What happens if we ever meet up, thinks Charlie. We just can't. He pretends this bothers him although he knows it doesn't. Meeting up with someone from his online world is not part of the plan, not really, not ever, not then, not now. It doesn't work. Online, he is not size 42, he is not white, he is not aged 38, living with his mum.

Charlie hates being a cliche.

Even so, he hopes Miss Louise doesn't reply.

Man, my man, you is one cool dude. How massive is massive, know what I'm saying?

Louise once read in an agony column that it wasn't unusual for a man's erect penis to be the length of a woman's forearm. She looks at her own, scales it down to the smallest person she has ever known, Yvonne Swanson, and still wonders how it is possible that such a protrusion could be accommodated within her.

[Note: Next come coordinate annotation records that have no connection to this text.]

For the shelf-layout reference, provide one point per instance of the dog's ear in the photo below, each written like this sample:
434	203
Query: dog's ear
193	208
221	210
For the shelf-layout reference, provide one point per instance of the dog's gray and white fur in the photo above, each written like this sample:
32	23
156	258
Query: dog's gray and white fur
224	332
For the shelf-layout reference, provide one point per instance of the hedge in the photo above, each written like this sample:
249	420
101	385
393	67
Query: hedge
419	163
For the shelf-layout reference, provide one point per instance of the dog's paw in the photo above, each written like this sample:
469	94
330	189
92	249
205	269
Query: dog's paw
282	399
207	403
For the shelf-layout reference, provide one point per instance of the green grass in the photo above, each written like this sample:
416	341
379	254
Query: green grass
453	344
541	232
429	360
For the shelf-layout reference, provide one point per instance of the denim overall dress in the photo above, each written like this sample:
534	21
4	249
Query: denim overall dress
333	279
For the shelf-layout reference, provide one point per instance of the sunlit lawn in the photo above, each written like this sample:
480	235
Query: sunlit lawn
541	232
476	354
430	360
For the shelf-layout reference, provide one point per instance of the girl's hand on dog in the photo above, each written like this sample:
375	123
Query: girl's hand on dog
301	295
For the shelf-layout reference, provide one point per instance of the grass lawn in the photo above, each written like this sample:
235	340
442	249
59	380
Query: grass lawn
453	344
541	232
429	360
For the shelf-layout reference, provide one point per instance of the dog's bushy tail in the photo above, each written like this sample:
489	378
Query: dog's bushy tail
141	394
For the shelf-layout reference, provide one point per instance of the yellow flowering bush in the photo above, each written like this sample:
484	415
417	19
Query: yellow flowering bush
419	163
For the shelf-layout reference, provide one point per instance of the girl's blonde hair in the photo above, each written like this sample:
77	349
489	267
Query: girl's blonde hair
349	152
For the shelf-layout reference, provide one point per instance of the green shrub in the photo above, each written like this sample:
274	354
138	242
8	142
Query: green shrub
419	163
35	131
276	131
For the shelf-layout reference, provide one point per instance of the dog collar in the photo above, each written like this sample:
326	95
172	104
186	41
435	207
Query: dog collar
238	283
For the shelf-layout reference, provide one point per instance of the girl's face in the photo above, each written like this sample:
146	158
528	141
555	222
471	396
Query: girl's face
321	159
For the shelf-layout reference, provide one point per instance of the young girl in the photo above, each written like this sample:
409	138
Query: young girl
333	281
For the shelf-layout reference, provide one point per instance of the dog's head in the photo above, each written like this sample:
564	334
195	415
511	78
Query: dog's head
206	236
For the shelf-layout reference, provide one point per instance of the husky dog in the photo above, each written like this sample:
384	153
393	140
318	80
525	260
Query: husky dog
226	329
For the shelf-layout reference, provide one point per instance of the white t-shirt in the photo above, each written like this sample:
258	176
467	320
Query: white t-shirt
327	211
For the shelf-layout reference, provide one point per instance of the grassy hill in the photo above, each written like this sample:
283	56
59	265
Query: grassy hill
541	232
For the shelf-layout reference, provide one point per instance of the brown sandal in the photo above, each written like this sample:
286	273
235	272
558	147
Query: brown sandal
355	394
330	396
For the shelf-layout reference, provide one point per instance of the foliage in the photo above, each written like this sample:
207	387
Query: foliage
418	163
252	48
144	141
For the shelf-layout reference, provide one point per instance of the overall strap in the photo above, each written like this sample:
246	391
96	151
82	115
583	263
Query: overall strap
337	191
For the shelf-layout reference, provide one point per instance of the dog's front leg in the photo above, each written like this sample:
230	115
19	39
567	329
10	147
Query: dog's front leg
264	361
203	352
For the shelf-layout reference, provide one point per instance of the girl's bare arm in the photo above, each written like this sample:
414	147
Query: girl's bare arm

Charlie read the same article and has spent a large part of his life looking for a woman with a short enough forearm to calm his fears. To this day, his mother doesn't understand why he didn't speak for three weeks after seeing the midgets at Mr Smart's Circus in Cirencester.

At least five inches, types Mr Charlie. His hand slipped, he meant to press eight.

At least five inches, reads Miss Louise. Five inches? Five inches, I could cope with that.

Mr Charlie, do you know five inches is my favouritest size in the whole wide world.

Mr Charlie has an erection that clearly shows five inches is an underestimate, but he is frightened. He toys with the idea of switching off and going to bed and dreaming of Jodie Marsh.

Miss Louise.

Miss Louise.

There's something about Miss Louise. She sounds tough, but Charlie has a feeling.

Louise, in her flat, is yawning and wants to go to bed because she has to be up at seven in the morning. But something about Charlie.

Something about Charlie.

He sounds gauche, she thinks. She's not entirely sure what gauche means, but she knows it applies to Charlie. Please don't go, she thinks. Please don't drop the connection.

Mr Charlie?

Mr Charlie?

Mr Charlie has gone.

In her flat in Willesden, Louise gets ready for bed. She is unsettled, thinking of Mr Charlie, hating herself for not forcing the issue. Tomorrow, she thinks.

Charlie sneaks downstairs to the toilet, hoping his mother won't hear. Inside his head, he shouts at himself for his cowardice, for his stupidity, for his timidity.

But he doesn't believe any of it.

Tomorrow, he will do the same thing again.